Scottish team prepares for heat

WORLD CUP RUGBY If the Scots are to break a virtual monopoly on semifinal spots held by Australia, New Zealand, South Africa, England and France, then they'll need to win their opening two matches convincingly and then beat Fiji and the French


A Rugby World Cup billboard featuring former Australian captain John Eales with the Webb Ellis Cup hangs over a balcony restaurant in Sydney Tuesday.
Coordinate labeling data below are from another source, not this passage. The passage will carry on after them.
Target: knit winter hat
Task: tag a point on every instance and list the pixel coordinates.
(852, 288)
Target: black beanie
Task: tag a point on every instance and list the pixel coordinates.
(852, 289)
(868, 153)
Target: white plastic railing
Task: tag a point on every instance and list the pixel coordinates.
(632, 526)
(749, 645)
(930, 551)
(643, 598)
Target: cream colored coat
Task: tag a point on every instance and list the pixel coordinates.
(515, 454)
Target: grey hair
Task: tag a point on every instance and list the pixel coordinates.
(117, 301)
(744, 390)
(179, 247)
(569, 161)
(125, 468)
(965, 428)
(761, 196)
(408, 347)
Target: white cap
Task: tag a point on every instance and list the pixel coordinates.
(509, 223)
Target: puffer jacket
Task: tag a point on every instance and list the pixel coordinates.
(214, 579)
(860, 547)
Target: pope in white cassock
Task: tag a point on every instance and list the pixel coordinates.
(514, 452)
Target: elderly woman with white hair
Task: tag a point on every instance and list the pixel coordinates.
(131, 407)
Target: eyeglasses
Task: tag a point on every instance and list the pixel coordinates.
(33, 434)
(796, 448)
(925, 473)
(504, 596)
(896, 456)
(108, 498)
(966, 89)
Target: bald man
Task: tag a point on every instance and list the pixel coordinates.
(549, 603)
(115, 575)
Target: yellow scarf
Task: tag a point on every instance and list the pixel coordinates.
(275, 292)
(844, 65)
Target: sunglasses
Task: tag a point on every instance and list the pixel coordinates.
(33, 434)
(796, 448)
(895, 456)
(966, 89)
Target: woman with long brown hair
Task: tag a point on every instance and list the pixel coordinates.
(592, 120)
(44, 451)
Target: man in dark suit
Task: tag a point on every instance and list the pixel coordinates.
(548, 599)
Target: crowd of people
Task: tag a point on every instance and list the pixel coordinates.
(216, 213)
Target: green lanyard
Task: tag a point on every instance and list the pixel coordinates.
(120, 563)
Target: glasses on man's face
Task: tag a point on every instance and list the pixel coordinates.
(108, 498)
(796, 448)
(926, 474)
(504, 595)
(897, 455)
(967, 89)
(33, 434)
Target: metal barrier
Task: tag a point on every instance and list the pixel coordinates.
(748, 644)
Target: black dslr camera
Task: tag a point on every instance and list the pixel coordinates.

The first match of the World Cup will be Oct. 10 with hosts Australia playing Argentina.


The Scottish rugby squad arrived at its World Cup base camp yesterday amid cloudy conditions more familiar to home than the heat and humidity expected when the six-week tournament starts in Australia.

Scotland coach Ian McGeechan said he'd put his squad through eight sessions in glasshouses at Edinburgh's botanic gardens to prepare them for the type of climatic conditions they'll likely encounter in their opening group matches in Townsville and Brisbane.

After 32 hours in transit, the Scots traveled the last 100km by bus in windy and overcast conditions from Brisbane airport to Caloundra, a coastal city north of the Queensland capital.

The Caloundra hinterland nestles into the Glasshouse Mountains, an appropriate training base considering McGeechan's methods.

"The training in the botanic gardens has worked, the players have changed, they have adapted," McGeechan told reporters.

Scotland, a semifinalist at the 1991 World Cup, opens its campaign against Japan at Townsville in far north Queensland on Oct. 12 and then faces the US in Brisbane on Oct. 20.

"You get the momentum in the pool stages -- and that starts in the first game," said McGeechan. "You have to come into these games spot on -- your attitude, your preparation, your rugby all has to be spot on.

"Sides in the World Cup that do well get that momentum from early on."

While momentum was important in any case, a win over France would almost certainly help the Scots avoid a quarterfinal showdown against host Australia in Brisbane.

McGeechan plans to retire after the World Cup. He's been involved in four World Cup tournaments, is in his second stint as Scotland coach and has guided the British and Irish Lions on three tours.

He's been working on an expansive gameplan for the Scots, spreading the ball wide and often to counter teams that dominate at the set pieces.

"We've been trying to evolve that style over the past three years and just lately we've been more consistent ... when we get it right, it does create quite a dynamic game which does suit us."

Scotland's recent form wasn't a good indicator of what to expect at the cup, McGeechan said.

The Scots lost 29-10 to Ireland at Murrayfield and a 23-9 upset loss to Wales at Cardiff.

"The Welsh game was the first for a lot of players and I think they took it a little too lightly," he said. "They thought it was going to be easy which just shows that mentally, if you're not right there, then the performance doesn't come."

McGeechan liaised with former Australian coach Rod Macqueen on choices for World Cup training venues and selected Caloundra because it was where the world champion Wallabies went into camp when Macqueen was in charge.